CLEVELAND - Feeling good about your hiring decision is an essential part of the home improvement process and that starts with hiring a reputable contractor.

It's not that hard to find great contractors, but it does require some advance work. That includes setting up appointments to interview prospective contractors. In addition to asking about the critical items like licensing and insurance, you also want to ask questions that inform you of the contractor's character.

If you know how to conduct the interview, you'll make the best choice. You want them to distinguish themselves from the competition.

It's always important to meet the contractor and even the crew face-to-face before the work starts. A contractor should come to your house for an estimate.

Prepare a list of questions to ask every contractor you interview. Be prepared to ask more questions specific to your project.

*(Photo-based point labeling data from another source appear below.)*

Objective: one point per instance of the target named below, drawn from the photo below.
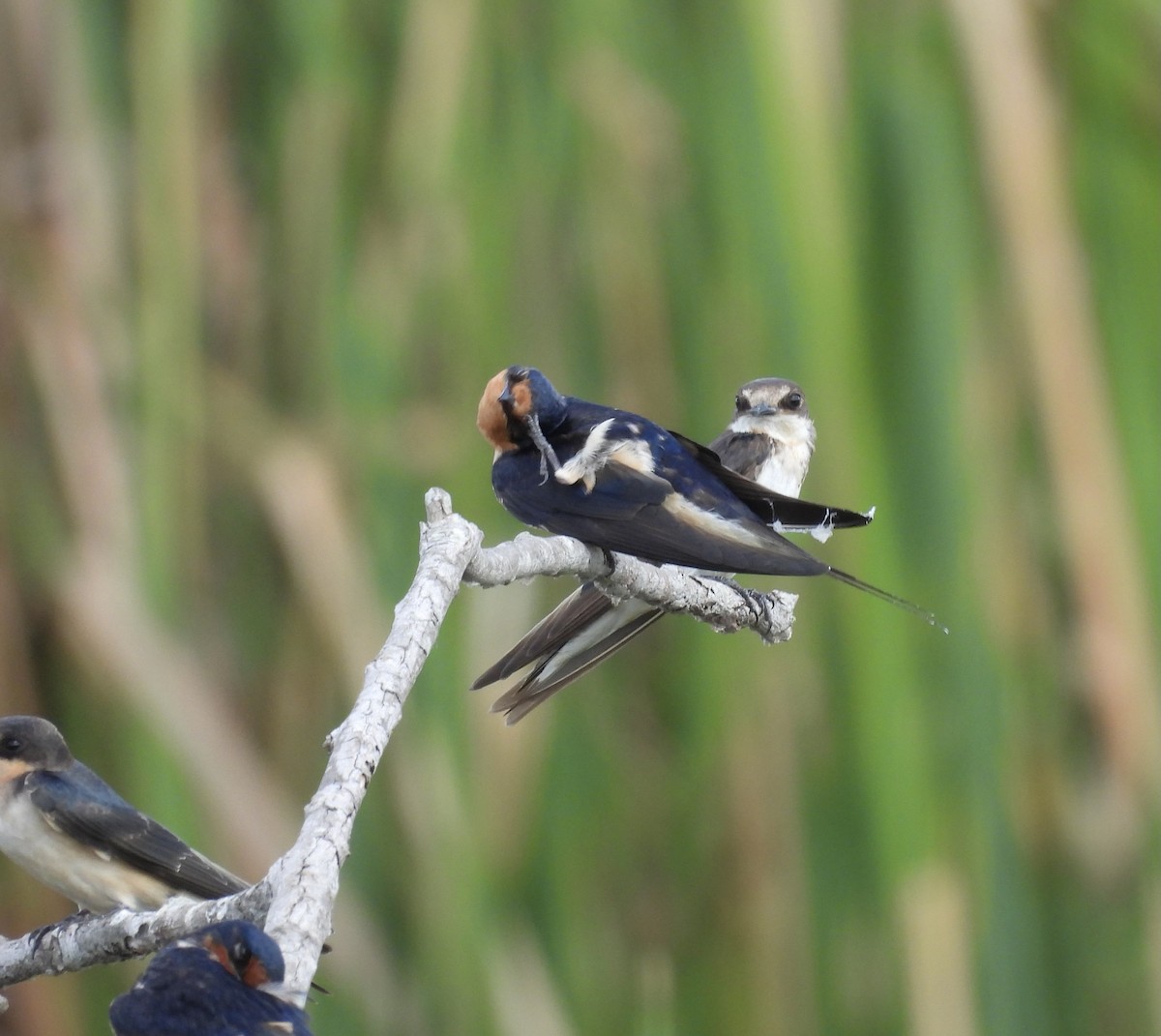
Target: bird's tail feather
(891, 598)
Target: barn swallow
(769, 440)
(74, 833)
(620, 482)
(224, 980)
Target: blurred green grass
(255, 265)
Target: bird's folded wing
(110, 826)
(790, 514)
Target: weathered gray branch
(296, 898)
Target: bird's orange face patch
(254, 973)
(491, 416)
(12, 769)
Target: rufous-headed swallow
(224, 980)
(769, 440)
(74, 833)
(620, 482)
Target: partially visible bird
(74, 833)
(769, 440)
(224, 980)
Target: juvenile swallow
(74, 833)
(769, 440)
(620, 482)
(224, 980)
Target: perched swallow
(224, 980)
(69, 829)
(620, 482)
(769, 440)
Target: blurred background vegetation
(256, 261)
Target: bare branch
(296, 898)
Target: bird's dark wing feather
(84, 808)
(792, 514)
(637, 514)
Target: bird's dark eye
(241, 955)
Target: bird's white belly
(92, 879)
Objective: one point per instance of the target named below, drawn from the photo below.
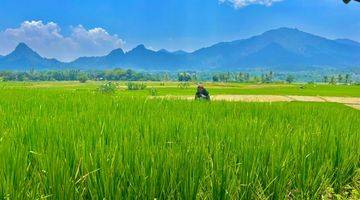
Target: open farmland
(68, 141)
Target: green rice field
(68, 141)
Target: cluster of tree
(187, 76)
(78, 75)
(242, 77)
(338, 79)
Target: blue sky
(66, 29)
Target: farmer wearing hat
(202, 93)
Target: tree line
(131, 75)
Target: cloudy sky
(67, 29)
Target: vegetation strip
(350, 101)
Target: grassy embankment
(72, 142)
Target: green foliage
(184, 85)
(83, 78)
(108, 88)
(268, 77)
(66, 144)
(184, 77)
(153, 92)
(290, 79)
(135, 86)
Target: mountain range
(282, 49)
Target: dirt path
(353, 102)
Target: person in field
(202, 93)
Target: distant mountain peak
(22, 50)
(118, 51)
(163, 51)
(140, 46)
(23, 47)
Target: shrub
(83, 78)
(184, 85)
(108, 88)
(136, 86)
(153, 92)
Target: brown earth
(348, 101)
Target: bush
(184, 85)
(153, 92)
(83, 78)
(136, 86)
(108, 88)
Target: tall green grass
(64, 144)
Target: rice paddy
(76, 143)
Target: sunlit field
(69, 141)
(175, 88)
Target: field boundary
(353, 102)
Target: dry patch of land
(349, 101)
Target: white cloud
(243, 3)
(47, 40)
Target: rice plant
(81, 144)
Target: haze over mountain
(279, 49)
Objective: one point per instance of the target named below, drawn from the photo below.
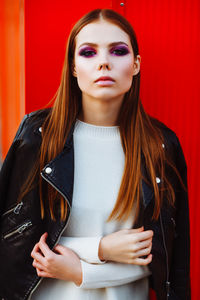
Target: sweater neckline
(88, 129)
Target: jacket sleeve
(180, 266)
(6, 169)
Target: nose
(104, 66)
(104, 62)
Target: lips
(104, 78)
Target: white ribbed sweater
(99, 165)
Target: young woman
(93, 191)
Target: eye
(87, 52)
(119, 51)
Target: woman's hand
(61, 263)
(127, 246)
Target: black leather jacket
(21, 225)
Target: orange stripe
(12, 70)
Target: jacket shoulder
(31, 123)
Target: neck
(100, 112)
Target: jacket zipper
(18, 230)
(167, 258)
(33, 290)
(15, 209)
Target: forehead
(100, 33)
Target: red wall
(168, 34)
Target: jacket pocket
(18, 230)
(14, 209)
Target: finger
(42, 273)
(142, 245)
(143, 252)
(135, 230)
(36, 264)
(143, 261)
(39, 257)
(142, 236)
(60, 249)
(35, 249)
(43, 245)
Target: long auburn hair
(140, 138)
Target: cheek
(83, 71)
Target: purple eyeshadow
(119, 50)
(87, 52)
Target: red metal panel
(47, 25)
(167, 31)
(168, 34)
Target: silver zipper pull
(167, 287)
(17, 208)
(23, 227)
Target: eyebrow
(95, 45)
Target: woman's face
(104, 62)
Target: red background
(168, 35)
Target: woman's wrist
(101, 252)
(78, 276)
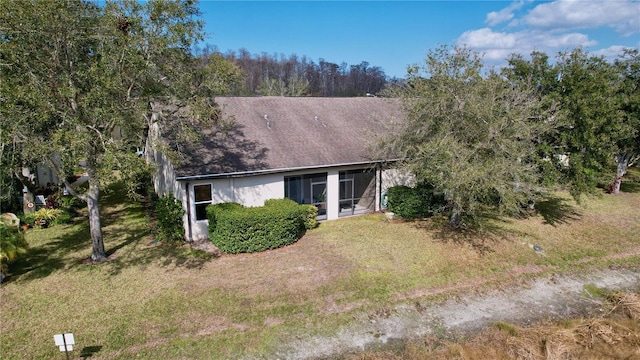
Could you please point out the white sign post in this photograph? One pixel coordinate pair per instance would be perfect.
(65, 342)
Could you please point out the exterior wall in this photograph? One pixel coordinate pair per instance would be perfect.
(394, 177)
(254, 190)
(249, 191)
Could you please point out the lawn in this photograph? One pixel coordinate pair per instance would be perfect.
(151, 301)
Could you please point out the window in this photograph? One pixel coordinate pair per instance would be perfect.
(203, 198)
(357, 192)
(308, 189)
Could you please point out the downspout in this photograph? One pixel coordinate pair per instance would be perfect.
(190, 235)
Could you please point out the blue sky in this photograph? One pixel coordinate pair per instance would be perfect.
(395, 34)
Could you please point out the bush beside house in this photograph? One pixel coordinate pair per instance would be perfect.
(169, 213)
(234, 228)
(414, 202)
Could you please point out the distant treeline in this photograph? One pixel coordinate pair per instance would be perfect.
(292, 75)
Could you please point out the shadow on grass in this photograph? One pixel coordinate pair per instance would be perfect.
(89, 351)
(127, 237)
(486, 231)
(555, 211)
(479, 237)
(630, 187)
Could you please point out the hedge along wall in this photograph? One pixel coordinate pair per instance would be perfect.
(414, 202)
(237, 229)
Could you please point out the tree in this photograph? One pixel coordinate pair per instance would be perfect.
(590, 119)
(82, 82)
(470, 133)
(628, 144)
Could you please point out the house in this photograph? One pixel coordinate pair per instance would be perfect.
(312, 150)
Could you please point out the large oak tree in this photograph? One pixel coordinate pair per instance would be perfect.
(470, 133)
(82, 82)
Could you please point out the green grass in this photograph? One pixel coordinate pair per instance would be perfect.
(151, 301)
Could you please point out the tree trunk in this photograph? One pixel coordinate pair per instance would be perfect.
(623, 164)
(95, 227)
(455, 220)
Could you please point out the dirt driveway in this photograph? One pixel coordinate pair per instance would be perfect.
(553, 297)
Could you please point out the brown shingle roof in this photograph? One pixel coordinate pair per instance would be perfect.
(298, 132)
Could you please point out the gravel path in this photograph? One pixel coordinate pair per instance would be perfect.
(556, 296)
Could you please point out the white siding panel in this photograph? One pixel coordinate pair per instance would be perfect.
(254, 190)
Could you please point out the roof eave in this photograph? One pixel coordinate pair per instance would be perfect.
(274, 171)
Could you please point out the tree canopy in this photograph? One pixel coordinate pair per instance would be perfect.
(470, 133)
(81, 82)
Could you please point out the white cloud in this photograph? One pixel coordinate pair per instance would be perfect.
(497, 46)
(496, 17)
(487, 38)
(550, 27)
(623, 15)
(611, 52)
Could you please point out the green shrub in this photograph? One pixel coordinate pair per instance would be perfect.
(169, 213)
(12, 245)
(212, 210)
(63, 218)
(236, 229)
(42, 217)
(70, 203)
(310, 216)
(414, 203)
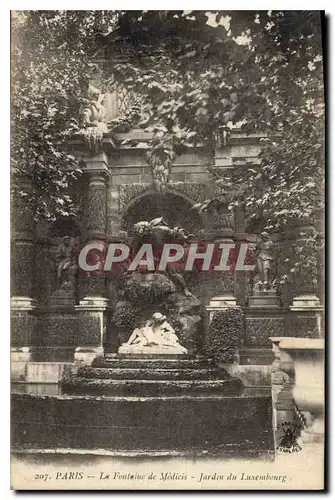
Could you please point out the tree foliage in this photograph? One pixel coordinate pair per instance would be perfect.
(51, 64)
(196, 75)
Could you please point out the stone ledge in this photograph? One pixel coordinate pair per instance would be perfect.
(30, 372)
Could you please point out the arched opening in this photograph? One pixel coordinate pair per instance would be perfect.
(174, 208)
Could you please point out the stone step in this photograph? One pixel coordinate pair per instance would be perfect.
(225, 424)
(151, 363)
(83, 385)
(152, 373)
(254, 356)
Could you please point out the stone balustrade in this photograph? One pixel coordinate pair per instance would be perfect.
(301, 364)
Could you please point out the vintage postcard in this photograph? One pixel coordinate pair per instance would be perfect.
(167, 244)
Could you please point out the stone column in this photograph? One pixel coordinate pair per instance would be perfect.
(93, 308)
(307, 363)
(282, 381)
(22, 303)
(306, 317)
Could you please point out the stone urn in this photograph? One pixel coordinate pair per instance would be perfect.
(307, 357)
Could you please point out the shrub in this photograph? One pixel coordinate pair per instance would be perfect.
(222, 340)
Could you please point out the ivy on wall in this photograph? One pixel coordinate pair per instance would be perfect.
(224, 332)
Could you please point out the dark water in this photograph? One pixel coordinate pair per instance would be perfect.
(55, 390)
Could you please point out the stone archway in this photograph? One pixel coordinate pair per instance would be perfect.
(174, 208)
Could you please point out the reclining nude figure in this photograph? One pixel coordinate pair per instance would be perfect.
(157, 332)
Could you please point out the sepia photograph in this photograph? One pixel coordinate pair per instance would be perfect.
(167, 172)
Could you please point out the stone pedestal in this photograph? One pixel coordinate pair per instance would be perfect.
(63, 298)
(219, 303)
(282, 381)
(264, 300)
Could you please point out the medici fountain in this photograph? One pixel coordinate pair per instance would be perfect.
(158, 387)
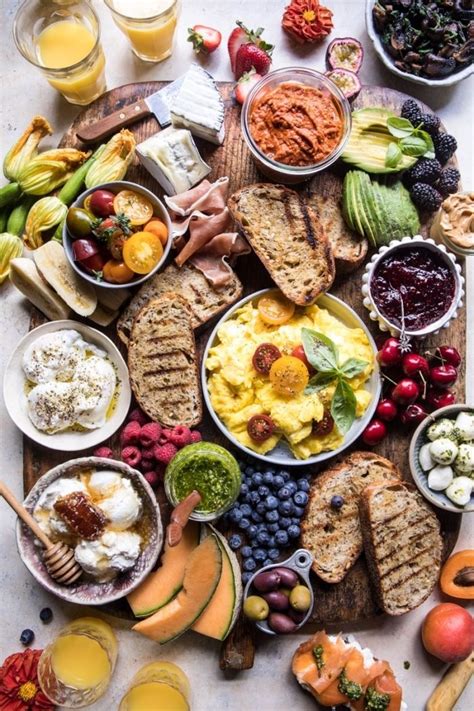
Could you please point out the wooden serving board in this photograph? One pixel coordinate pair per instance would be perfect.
(351, 600)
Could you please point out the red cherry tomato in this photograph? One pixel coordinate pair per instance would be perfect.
(264, 357)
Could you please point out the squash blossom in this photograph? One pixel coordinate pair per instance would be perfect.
(44, 215)
(25, 148)
(113, 163)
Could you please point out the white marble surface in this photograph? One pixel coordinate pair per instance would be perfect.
(269, 684)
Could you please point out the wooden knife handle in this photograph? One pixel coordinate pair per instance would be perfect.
(113, 122)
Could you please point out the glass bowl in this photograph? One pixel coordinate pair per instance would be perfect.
(283, 172)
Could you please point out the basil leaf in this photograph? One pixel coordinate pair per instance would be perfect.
(320, 381)
(393, 155)
(399, 127)
(320, 350)
(343, 406)
(353, 366)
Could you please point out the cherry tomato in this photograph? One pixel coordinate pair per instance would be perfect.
(260, 427)
(289, 376)
(275, 309)
(158, 228)
(101, 202)
(264, 357)
(117, 272)
(135, 206)
(142, 252)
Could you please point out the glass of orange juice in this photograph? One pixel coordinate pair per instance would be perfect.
(148, 24)
(62, 39)
(159, 685)
(75, 669)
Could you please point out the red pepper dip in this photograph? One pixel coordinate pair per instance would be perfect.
(296, 124)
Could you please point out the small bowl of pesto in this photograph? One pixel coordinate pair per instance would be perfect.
(209, 469)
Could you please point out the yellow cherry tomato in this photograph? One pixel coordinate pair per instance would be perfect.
(142, 252)
(117, 272)
(275, 309)
(133, 205)
(289, 376)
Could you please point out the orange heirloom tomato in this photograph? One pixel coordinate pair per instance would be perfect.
(142, 252)
(117, 272)
(158, 228)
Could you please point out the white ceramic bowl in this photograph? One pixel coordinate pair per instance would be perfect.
(281, 455)
(450, 260)
(16, 401)
(388, 60)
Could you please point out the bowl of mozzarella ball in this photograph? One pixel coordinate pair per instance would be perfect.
(442, 458)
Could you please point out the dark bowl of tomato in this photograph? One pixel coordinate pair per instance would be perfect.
(117, 234)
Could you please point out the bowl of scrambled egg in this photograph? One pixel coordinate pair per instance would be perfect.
(258, 382)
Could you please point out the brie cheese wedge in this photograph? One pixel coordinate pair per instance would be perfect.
(199, 106)
(173, 160)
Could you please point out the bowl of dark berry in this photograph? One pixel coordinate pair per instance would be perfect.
(428, 42)
(413, 287)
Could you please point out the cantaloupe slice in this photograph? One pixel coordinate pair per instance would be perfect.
(201, 577)
(220, 614)
(163, 584)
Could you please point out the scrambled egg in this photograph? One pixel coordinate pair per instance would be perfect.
(238, 392)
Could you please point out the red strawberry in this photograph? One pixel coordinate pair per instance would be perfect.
(241, 35)
(245, 83)
(204, 39)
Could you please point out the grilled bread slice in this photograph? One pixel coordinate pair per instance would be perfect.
(286, 236)
(204, 302)
(402, 545)
(333, 535)
(163, 362)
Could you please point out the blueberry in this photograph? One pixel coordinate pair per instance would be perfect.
(293, 531)
(281, 538)
(300, 498)
(249, 564)
(27, 637)
(235, 541)
(272, 516)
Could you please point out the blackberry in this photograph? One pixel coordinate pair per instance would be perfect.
(431, 123)
(426, 197)
(448, 182)
(411, 111)
(425, 170)
(445, 146)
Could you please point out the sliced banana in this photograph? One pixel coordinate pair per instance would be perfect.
(53, 265)
(25, 276)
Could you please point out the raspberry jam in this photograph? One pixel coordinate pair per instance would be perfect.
(421, 278)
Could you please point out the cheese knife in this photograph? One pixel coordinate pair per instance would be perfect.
(157, 105)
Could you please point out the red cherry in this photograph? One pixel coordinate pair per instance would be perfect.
(414, 364)
(390, 353)
(406, 391)
(386, 410)
(414, 414)
(450, 355)
(443, 376)
(374, 432)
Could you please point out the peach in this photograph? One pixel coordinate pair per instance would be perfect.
(448, 632)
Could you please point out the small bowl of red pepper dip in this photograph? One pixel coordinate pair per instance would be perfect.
(295, 122)
(413, 286)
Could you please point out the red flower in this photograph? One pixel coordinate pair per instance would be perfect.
(307, 20)
(19, 686)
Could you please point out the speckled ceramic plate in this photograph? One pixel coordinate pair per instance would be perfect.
(86, 591)
(438, 498)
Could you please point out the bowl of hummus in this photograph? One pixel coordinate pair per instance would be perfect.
(295, 122)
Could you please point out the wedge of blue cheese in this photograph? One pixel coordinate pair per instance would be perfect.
(199, 106)
(173, 160)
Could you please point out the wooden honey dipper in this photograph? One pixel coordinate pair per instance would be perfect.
(58, 557)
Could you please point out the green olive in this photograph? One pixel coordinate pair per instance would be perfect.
(79, 222)
(256, 608)
(300, 598)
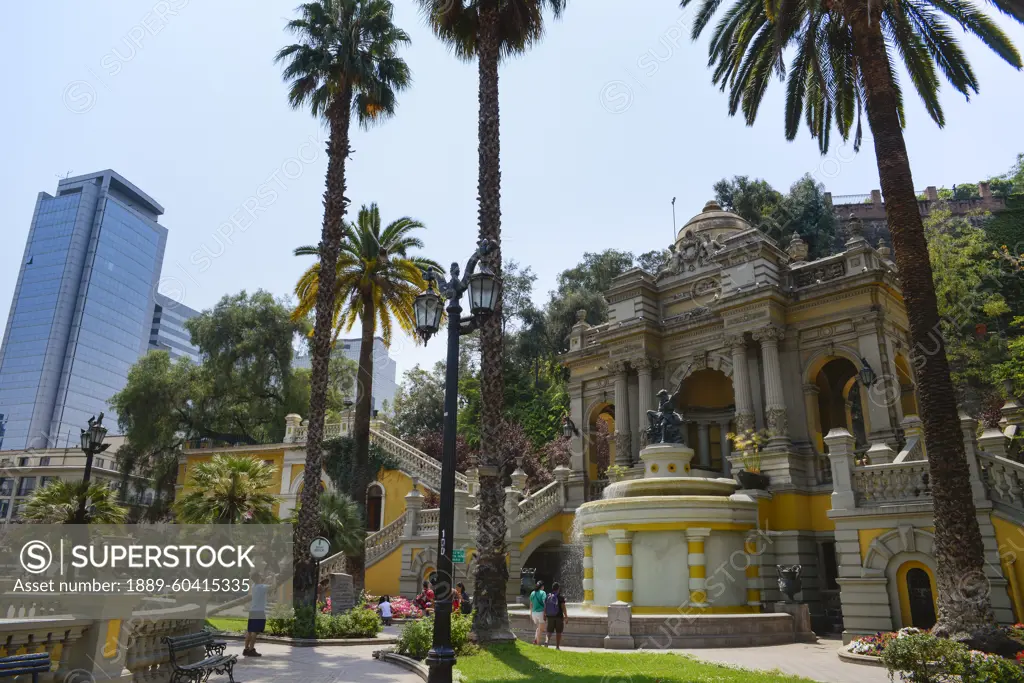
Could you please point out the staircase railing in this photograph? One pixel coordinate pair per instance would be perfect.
(384, 541)
(1004, 479)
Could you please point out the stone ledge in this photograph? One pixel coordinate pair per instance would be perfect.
(401, 660)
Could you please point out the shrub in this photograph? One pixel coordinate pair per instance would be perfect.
(922, 657)
(417, 637)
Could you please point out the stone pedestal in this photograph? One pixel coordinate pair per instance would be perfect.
(801, 621)
(342, 594)
(620, 627)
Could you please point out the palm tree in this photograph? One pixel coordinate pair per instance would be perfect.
(57, 503)
(345, 62)
(487, 31)
(840, 67)
(375, 283)
(228, 489)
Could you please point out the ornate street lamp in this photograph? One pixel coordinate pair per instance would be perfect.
(484, 290)
(92, 442)
(867, 376)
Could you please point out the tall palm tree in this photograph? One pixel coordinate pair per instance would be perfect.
(344, 63)
(843, 63)
(57, 502)
(487, 31)
(375, 282)
(340, 521)
(228, 489)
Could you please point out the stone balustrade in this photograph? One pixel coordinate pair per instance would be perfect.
(384, 541)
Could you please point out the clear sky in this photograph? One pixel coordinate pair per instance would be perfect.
(602, 124)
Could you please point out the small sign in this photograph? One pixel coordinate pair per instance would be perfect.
(320, 547)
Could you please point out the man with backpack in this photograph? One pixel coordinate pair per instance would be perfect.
(537, 602)
(554, 611)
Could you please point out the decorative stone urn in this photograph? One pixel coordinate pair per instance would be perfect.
(788, 580)
(666, 460)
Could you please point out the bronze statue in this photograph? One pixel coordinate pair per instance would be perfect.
(666, 426)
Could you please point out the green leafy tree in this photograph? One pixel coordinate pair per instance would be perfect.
(486, 31)
(228, 489)
(841, 62)
(345, 62)
(340, 521)
(57, 503)
(376, 281)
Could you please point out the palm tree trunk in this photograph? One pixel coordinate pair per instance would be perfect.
(492, 623)
(335, 205)
(963, 598)
(360, 428)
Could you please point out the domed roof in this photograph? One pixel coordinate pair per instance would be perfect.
(714, 222)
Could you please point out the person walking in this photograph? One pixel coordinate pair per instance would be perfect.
(537, 600)
(257, 615)
(385, 608)
(554, 611)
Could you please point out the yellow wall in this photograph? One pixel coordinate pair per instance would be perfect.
(382, 578)
(793, 512)
(1010, 539)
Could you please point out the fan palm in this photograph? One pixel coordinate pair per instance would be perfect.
(375, 282)
(228, 489)
(487, 31)
(843, 65)
(345, 63)
(340, 521)
(57, 503)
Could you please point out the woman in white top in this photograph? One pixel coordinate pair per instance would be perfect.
(385, 608)
(257, 616)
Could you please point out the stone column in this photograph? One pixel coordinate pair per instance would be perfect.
(624, 563)
(741, 384)
(697, 563)
(753, 571)
(704, 443)
(644, 396)
(624, 439)
(811, 392)
(588, 570)
(775, 415)
(725, 446)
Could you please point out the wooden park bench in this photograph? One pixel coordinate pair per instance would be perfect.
(214, 660)
(19, 665)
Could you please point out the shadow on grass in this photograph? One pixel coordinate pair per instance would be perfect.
(519, 662)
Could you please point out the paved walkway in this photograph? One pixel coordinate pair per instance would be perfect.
(316, 665)
(817, 662)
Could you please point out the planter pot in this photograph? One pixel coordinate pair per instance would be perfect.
(752, 480)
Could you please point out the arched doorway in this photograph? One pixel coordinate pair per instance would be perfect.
(916, 595)
(840, 399)
(708, 406)
(375, 507)
(600, 440)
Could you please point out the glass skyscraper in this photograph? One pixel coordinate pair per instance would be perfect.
(83, 308)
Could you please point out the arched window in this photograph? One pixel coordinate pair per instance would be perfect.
(375, 507)
(919, 589)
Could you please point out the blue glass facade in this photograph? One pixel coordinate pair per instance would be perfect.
(82, 309)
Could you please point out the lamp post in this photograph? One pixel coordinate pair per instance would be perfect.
(92, 442)
(483, 289)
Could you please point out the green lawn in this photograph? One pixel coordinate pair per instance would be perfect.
(520, 662)
(237, 624)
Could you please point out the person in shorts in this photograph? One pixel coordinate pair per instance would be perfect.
(537, 599)
(257, 615)
(554, 611)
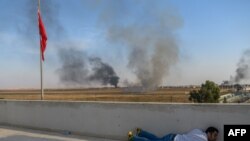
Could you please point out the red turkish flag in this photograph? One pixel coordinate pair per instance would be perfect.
(43, 35)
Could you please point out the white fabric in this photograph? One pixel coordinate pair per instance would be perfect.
(194, 135)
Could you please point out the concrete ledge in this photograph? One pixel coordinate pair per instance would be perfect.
(114, 120)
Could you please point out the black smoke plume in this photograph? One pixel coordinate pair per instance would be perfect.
(78, 69)
(243, 69)
(103, 72)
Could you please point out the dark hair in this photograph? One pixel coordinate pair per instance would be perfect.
(211, 130)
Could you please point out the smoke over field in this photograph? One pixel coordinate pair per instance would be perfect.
(148, 36)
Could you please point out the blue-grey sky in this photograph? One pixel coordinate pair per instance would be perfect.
(210, 35)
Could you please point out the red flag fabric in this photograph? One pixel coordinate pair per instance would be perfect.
(43, 35)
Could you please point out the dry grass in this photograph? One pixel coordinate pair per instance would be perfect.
(101, 94)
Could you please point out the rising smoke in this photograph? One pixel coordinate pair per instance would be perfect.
(147, 29)
(78, 69)
(148, 34)
(243, 69)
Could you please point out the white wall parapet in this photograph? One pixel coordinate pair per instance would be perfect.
(113, 120)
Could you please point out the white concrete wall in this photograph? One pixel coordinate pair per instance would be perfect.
(114, 120)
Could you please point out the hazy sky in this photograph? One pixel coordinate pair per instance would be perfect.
(211, 36)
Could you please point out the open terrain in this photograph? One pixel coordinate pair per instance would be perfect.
(101, 94)
(165, 94)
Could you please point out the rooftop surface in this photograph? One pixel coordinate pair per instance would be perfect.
(21, 134)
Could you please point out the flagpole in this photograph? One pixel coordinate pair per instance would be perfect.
(41, 63)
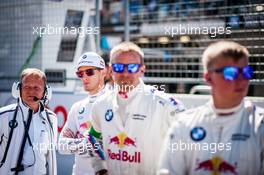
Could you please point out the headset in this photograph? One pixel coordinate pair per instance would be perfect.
(16, 92)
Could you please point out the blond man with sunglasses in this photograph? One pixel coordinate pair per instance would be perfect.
(133, 119)
(226, 135)
(73, 138)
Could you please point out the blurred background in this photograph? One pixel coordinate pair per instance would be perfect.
(46, 34)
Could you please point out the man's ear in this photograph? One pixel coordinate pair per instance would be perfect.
(142, 69)
(207, 77)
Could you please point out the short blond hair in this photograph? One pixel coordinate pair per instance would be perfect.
(223, 50)
(126, 47)
(35, 72)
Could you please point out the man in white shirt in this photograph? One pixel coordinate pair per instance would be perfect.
(73, 138)
(226, 135)
(28, 131)
(132, 120)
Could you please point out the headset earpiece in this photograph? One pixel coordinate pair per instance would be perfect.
(48, 92)
(16, 90)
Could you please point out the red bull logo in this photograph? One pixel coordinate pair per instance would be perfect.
(124, 156)
(216, 165)
(84, 127)
(122, 140)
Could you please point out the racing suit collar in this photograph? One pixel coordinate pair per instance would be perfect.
(226, 112)
(93, 97)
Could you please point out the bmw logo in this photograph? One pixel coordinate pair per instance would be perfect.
(81, 110)
(109, 115)
(198, 134)
(85, 56)
(173, 101)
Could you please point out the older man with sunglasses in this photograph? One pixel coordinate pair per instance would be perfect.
(133, 119)
(226, 135)
(73, 138)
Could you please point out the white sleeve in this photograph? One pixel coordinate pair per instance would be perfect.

Angie's List Tips: Interviewing a contractor

  • Are you licensed? Check with your local licensing authority and, if applicable, ask for a copy of the license.
  • Are you insured? Contractors should carry two types of insurance: liability and worker's compensation.
  • Are you bonded? Ask for proof of the bond and be sure you understand what it covers.
  • How can I get in touch with you? It's important to get a physical business address along with the business and cell phone numbers of the contractor you're working with. Make sure you have multiple ways to stay in contact with your contractor if necessary.
  • How many projects like mine have you done in the last year? Always ask a contractor for references and follow up with former clients. It's important to work with a contractor that specializes in the type of work you seek.
  • How much will this project cost? Get costs associated with your contract in writing. Make sure that estimates are detailed so that when you compare them against each other, you know that you are comparing apples to apples. Be wary of any quote that is significantly lower than the rest.
  • Do you provide background checks on employees? If your contractor plans to hire subcontractors, ask them about the extra help. Know who is stepping through your door and who will be on-site at all times.

While it's important to spend time talking about the job and the details, you also should invest some time in learning more about the contractor.

  • Ask open-ended questions: Don't rely on yes/no questions. Ask open-ended questions in order to flush out some interesting stories.
  • Evaluate body language: Does the contractor look you in the eye during the conversation? Do they seem to be listening and engaged in the conversation?
  • Is the contractor trustworthy? Do you trust this contractor alone in your house? You're not just hiring a professional — you're inviting a person into your home to do the job. You have to feel comfortable with the person or crew.